Uma mistura de clássico e moderno, regional e universal. Dizem que a casa é o reflexo externalizado do homem. Se assim o for, Paes Loureiro é como um filósofo grego em um anfiteatro no meio da floresta amazônica. Sempre aberto a novas formas de conhecimento, a novas realidades, sem deixar de lado a sua natureza, sua essência
Atualmente, Paes Loureiro se dedica principalmente a lecionar. Professor da Universidade Federal do Pará, ensina nos cursos de Comunicação Social e Licenciatura Plena em Dança. Para o educador, dar aula já se tornou algo completamente natural. Sempre sentiu a profissão de professor como uma vocação.
Ao ser indagado sobre como é ser um professor, ele diz que é uma constante renovação de pensamento. “A relação entre aprender e ensinar é indissociável e necessária para o enriquecimento profissional e humano. Nessa área não se vive isoladamente, o professor é um ser de companhia”.
Para ele a troca de conhecimento e a mudança são elementos necessários para que se saia do lugar comum e se evolua. Por isso ele tenta estar sempre acessível para os seus alunos e a cada ano muda seu planejamento de curso, para que assim novos pensamentos se formem partindo de um mesmo ponto.
Francisco Paulo Mendes (popular Chico Mendes) e Joaquim Fontes Brasil foram professores de João de Jesus na graduação e na pós-graduação respectivamente. E para ele, esses são seus dois modelos de educador. Suas características que os diferenciaram são exatamente as que Paes Loureiro presa em seu trabalho: a acessibilidade; a organização; a busca pela clareza na explicação; e a simplicidade.
As dimensões artísticas e profissionais se entrecruzam na pessoa do escritor. Para ele não há uma indissociabilidade nem uma diferenciação entre o ser artista e o ser professor. “Hoje é algo tão intrínseco, tão encarnado no meu ser que não há como ser uma coisa sem ser outra ao mesmo tempo. Tudo está aqui, uno. Eu fiz licenciatura em letras para ser também escritor. Está em mim desde o princípio.” Diz João de Jesus.
Questionado sobre o modelo de aluno ideal, Paes Loureiro revela que para ele não há. Cada um tem sua forma de aprender. Cada um tem seus objetivos e ambições. Mas há algumas características admiráveis em um estudante.
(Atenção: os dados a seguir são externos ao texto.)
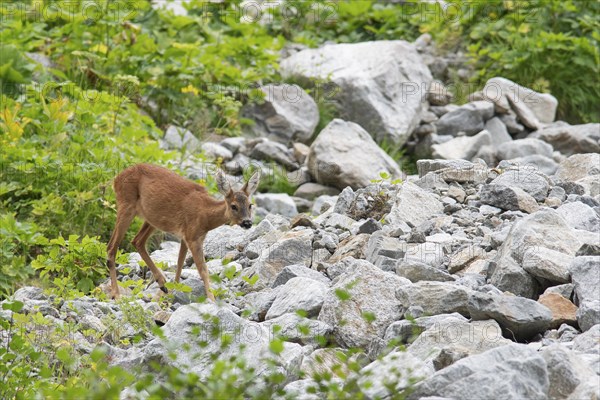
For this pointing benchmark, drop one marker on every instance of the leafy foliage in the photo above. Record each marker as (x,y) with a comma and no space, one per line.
(550,46)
Por exemplo a assiduidade nas aulas; a participação dentro de sala ao perguntar, questionar, acrescentar, problematizar; e a busca do conhecimento dentro e fora do espaço acadêmico. Mas para ele essa busca deve ser feita principalmente dentro da universidade e da sala de aula, local específico para o erro e o treino, pois quando se está fora é preciso ter esse conhecimento o mais concreto possível.
Quem conhece pessoalmente João de Jesus Paes Loureiro sabe o quanto é enriquecedor ouvir suas experiências de vida, seus ensinamentos, suas explanações. E entende a importância desse poeta, professor, escritor, artista, educador para a cultura amazônica. E para quem não conhece vale a pena procurar, pois há muito o que se ouvir e descobrir sobre ele.
Conhecer Paes Loureiro é conhecer um pouco da Amazônia. Mas não a Amazônia das reportagens, deveras distantes da realidade. Mas sim conhecê-la de um ponto de vista poético, visionário, simples e claro. Como de uma criança que vê tudo pela primeira vez. E ouve as histórias da Tia Maria na beira do rio, em Abaetetuba.